Em segundo lugar, os Programas de Atendimento devem assegurar, minimamente, ao
adolescente, formação técnico-profissional, compatível com o seus interesses profissionais e
história de vida, ao mesmo tempo em que proveem a comunidade de serviços reais, e não de
atividades irreais e fictícias. Para tanto, uma alternativa viável e disponível seria aproveitar-se
dos instrumentos de cooperação, previstos na lei 12.594, para estabelecer parceria entre os
operadores dos Serviços Nacionais de Aprendizagem (Senac, Senai, Senar, Senat) e os
gestores dos Sistemas de Atendimento Socioeducativo locais.
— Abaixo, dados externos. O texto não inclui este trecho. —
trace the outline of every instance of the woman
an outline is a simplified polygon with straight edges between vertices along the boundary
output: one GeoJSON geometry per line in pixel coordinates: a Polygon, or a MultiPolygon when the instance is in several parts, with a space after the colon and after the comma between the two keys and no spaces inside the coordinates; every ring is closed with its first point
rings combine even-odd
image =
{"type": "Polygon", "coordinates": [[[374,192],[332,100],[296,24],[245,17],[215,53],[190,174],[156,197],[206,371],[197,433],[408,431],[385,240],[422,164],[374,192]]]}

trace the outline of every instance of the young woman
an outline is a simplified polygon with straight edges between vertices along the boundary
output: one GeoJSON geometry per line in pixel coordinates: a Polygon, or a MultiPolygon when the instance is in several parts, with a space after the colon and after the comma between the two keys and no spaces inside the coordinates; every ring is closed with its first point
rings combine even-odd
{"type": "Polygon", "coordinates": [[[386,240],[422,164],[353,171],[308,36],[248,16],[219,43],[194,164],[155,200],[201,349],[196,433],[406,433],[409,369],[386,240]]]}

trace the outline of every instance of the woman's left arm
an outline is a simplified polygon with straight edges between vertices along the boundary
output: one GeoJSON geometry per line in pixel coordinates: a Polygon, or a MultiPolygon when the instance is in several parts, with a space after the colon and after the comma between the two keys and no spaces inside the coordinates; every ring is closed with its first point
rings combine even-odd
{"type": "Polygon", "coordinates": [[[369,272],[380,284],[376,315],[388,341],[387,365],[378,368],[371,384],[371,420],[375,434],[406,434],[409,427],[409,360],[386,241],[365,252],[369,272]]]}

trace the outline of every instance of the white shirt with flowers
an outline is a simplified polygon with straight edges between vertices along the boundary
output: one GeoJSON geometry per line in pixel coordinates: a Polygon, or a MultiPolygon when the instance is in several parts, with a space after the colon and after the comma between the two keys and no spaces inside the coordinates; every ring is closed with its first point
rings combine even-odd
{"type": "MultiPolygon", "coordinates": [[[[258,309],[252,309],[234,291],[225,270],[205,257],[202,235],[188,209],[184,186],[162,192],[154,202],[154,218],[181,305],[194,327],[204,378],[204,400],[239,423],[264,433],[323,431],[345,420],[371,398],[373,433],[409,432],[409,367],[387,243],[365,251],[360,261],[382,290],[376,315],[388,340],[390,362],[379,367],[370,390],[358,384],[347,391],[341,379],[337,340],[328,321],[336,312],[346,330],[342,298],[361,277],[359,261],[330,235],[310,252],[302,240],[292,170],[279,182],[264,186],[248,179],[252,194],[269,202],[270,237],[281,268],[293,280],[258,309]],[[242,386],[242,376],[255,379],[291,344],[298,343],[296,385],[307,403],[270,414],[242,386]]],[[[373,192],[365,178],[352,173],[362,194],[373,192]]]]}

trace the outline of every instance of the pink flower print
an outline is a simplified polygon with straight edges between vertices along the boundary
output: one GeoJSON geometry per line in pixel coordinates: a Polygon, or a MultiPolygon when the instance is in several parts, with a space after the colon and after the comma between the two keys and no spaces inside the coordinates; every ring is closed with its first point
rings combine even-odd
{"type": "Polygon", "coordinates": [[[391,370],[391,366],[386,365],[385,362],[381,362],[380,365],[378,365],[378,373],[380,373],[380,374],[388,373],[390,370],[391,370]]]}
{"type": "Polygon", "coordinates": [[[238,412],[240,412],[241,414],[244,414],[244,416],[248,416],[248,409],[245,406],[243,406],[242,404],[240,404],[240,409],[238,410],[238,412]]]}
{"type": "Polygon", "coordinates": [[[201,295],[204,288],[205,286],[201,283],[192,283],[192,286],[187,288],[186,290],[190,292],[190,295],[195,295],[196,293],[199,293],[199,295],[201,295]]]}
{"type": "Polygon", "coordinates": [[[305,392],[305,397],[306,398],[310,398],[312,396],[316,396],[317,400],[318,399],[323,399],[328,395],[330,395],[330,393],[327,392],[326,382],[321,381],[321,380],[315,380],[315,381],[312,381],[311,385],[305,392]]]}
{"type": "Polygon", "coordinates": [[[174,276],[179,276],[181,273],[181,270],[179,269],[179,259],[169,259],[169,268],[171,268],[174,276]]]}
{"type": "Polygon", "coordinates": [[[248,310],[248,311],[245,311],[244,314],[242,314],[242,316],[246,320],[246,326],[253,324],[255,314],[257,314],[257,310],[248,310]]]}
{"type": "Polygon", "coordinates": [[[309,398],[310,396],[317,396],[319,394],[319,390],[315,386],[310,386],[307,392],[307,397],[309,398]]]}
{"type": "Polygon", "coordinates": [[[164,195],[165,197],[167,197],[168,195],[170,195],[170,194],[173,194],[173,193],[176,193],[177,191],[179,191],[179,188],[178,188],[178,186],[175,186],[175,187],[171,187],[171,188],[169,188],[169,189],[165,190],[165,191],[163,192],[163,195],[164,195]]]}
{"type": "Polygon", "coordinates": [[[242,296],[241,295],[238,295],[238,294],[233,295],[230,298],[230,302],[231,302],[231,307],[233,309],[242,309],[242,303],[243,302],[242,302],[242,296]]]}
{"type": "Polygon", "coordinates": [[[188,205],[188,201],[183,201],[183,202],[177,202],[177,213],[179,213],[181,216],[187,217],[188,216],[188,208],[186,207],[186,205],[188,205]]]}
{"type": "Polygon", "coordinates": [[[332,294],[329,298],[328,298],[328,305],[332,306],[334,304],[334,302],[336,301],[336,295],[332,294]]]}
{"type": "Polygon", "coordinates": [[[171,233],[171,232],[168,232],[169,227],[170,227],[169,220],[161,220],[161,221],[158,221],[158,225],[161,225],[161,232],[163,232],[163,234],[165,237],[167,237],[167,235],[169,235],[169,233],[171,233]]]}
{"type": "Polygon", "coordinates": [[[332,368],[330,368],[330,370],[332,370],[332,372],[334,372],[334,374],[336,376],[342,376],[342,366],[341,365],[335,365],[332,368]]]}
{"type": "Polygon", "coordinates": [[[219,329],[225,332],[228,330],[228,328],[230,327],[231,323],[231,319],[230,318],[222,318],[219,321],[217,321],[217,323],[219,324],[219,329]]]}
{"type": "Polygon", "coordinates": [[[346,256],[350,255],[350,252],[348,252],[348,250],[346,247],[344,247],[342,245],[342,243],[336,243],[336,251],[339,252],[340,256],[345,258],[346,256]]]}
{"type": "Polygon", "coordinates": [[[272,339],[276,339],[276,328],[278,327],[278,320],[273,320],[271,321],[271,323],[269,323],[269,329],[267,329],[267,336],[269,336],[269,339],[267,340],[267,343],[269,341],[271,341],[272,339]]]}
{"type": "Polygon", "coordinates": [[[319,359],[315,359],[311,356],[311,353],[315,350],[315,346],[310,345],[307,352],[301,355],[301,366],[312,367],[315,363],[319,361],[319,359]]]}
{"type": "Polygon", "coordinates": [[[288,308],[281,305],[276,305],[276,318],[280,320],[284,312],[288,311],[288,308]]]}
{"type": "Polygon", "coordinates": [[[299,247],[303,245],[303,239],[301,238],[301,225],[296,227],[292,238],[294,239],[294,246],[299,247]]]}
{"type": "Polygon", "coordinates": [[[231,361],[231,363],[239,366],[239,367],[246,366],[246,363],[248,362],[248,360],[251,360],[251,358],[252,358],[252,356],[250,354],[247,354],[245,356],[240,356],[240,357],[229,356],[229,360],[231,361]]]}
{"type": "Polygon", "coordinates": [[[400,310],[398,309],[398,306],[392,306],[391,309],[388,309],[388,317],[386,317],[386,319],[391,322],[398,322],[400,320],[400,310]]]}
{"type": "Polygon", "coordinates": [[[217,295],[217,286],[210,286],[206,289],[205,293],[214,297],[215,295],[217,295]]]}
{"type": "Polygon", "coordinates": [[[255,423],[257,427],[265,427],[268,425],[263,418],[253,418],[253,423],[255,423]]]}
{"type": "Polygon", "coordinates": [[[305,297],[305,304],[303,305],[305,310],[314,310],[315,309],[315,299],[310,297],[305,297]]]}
Em terceiro e último lugar, caberiam aperfeiçoamentos no próprio texto legal que
ordena a PSC. Em seu formato atual, bastante sucinto, genérico e alusivo, aspectos
importantes ficam implícitos e ao sabor das equipes técnicas que se encarregam de concretizá-
los. Se é verdade que nenhuma prescrição poderá esgotar a gama de possibilidades do mundo
real, por outro lado, não se pode descuidar de um mínimo de elaboração de determinados
conceitos e procedimentos, como se os mesmos fossem naturais ou auto evidentes. No bojo
desse esforço de reformulação, a oferta de serviços comunitários pode se aproximar dos
objetivos de inegável valor que presidiram sua proposição.